The weather, of course, was diabolical, virtually back-to-front in a normal growing season. On top of that, prices of virtually everything connected to the hobby, from seeds to tools and fertilisers, soared as garden centres and DIY stores cashed in on the boom.
This weekend, as thousands of those newcomers face the prospect of the heavy work of the autumn dig, grimace at the memory of their miserly crops this summer, and add up the costs involved, I’ll bet that there are many hundreds who will think “This is a mug’s game” and throw in the trowel.
But I beg them to think again before they turn their backs on what can become one of life’s most engaging, enriching and healthy pastimes, one that can last well into old age – and can, in fact, add years to that active old age.
My final advice is that vegetable growing is always a swings and roundabouts project...
For a start, gardening is superb exercise, varying in intensity from heavy digging to light-weight pruning and weeding, which involve constant stretching and bending to keep the joints supple.
That heavy digging – so long as it is not over-done – has been proved to add to bone density and one of England’s greatest ever cricketers, the fast bowler Alec Bedser, said that it was digging in his ample garden which strengthened his spine and back muscles to bowl on when others had collapsed.
Add to all this constant fresh air, fresh vegetables (so long as you don’t smother your plot in poisons) and (if you are lucky) vitamin-E raising sunshine soaked up whilst active rather than lying supine and cancer-prone on a lounger. Both my children, now approaching middle age, are still healthily slim because, as youngsters, they feasted on fresh veg and fruit from the garden, a habit they continue today.
My final advice is that vegetable growing is always a swings and roundabouts project. In every year, their will be climatic changes which help one type of crop and hinder another.
In this year’s crazy climate, my summer salads for virtually useless, ruined by heavy rain, but my marrows and courgettes swelled like balloons. The spring drought gave me broad beans the size of peas and the summer damp rotted my shallots.

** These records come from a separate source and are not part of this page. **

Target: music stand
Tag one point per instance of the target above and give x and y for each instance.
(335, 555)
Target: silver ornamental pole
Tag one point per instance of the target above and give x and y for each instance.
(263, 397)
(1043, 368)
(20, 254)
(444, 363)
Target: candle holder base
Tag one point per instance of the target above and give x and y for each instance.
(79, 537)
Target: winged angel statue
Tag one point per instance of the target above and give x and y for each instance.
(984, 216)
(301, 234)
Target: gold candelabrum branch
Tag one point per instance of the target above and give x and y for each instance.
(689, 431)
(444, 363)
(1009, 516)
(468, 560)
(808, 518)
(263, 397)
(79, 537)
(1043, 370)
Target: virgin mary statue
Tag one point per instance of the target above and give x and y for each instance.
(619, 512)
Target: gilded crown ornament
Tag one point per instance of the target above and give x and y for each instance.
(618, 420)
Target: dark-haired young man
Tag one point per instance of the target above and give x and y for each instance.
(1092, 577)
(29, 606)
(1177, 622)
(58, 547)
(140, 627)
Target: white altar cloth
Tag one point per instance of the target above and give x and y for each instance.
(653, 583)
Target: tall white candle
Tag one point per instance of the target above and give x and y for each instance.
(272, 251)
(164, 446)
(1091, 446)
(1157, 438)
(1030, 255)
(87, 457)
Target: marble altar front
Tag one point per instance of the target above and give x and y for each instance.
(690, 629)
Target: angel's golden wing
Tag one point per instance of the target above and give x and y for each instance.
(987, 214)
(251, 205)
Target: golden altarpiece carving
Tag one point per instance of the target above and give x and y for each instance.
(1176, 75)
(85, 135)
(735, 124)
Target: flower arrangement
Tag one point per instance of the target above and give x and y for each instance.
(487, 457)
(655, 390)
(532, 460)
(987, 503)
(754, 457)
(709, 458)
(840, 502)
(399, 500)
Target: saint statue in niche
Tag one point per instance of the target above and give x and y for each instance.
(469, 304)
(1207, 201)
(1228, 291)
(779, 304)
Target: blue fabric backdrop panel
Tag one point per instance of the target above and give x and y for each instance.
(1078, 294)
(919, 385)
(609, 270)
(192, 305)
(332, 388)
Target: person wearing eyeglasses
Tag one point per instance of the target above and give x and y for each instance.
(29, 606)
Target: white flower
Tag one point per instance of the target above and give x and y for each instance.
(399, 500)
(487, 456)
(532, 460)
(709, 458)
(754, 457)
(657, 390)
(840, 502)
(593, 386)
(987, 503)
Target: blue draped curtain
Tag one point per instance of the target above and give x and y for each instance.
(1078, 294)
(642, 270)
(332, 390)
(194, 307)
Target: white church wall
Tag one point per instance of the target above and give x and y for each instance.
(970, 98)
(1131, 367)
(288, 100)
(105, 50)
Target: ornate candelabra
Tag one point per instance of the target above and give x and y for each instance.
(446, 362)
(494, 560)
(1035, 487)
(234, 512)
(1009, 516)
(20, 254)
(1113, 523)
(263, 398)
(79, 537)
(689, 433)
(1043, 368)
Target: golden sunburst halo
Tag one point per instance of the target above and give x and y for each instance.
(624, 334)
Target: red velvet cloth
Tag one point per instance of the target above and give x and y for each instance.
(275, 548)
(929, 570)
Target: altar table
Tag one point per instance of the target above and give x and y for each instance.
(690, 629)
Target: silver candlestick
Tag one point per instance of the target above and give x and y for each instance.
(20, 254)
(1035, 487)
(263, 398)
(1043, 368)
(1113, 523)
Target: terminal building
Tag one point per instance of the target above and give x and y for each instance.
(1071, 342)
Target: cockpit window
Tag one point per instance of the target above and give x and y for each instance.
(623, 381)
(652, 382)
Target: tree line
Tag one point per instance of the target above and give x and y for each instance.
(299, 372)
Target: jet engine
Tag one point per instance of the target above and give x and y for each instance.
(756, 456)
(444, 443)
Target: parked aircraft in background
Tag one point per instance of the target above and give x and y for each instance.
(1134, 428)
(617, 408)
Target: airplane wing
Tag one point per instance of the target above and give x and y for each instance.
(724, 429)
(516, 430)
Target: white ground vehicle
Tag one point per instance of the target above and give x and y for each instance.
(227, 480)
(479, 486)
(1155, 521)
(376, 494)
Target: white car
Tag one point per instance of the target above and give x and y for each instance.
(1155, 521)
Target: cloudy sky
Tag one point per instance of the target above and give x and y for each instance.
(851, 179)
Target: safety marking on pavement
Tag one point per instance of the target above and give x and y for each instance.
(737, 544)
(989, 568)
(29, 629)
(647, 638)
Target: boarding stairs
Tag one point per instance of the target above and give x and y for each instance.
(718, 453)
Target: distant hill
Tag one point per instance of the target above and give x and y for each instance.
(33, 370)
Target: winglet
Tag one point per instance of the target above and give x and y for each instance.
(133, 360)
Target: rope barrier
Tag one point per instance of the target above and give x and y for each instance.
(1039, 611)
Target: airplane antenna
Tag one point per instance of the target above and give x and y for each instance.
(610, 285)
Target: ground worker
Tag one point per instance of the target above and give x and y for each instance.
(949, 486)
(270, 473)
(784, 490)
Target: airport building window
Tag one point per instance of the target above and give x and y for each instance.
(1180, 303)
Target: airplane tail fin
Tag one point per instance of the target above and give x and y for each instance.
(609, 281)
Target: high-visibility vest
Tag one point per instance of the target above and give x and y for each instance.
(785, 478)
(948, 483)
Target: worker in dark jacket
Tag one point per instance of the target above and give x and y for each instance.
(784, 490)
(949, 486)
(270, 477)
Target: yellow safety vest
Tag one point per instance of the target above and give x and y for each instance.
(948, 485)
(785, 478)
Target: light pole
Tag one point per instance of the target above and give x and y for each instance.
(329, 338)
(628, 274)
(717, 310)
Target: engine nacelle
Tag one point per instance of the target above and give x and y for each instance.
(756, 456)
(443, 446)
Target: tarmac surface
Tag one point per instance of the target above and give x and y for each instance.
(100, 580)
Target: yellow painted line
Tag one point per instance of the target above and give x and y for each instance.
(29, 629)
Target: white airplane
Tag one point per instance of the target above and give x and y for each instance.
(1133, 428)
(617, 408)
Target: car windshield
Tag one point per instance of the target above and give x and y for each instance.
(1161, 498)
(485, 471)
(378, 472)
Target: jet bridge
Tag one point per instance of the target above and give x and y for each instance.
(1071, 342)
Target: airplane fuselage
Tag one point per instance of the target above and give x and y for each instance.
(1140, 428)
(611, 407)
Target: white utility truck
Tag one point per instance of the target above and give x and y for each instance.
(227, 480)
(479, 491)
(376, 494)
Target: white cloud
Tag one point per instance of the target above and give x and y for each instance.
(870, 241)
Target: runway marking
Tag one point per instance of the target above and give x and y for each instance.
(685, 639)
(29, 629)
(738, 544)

But my kidney beans thrived in the wet so the freezer if full of them, my leeks are coming to their prime, and I still have to harvest Brussels sprouts, Savoy cabbage, red cabbage for pickling, pak choi, winter lettuce, turnips, plus fresh parsley and sage which will stand the winter if covered with agricultural fleece.
Not a bad autumn harvest for a bad year. I hope that new gardeners will take heart and persevere. And as I light my bonfire on the plot where the beans were, I shall shake a sad head for poor old Guy Fawkes – but rejoice that from the ashes of my New Year fire will come important (and free) nutrients for next year’s crops. Time to dig in, folks.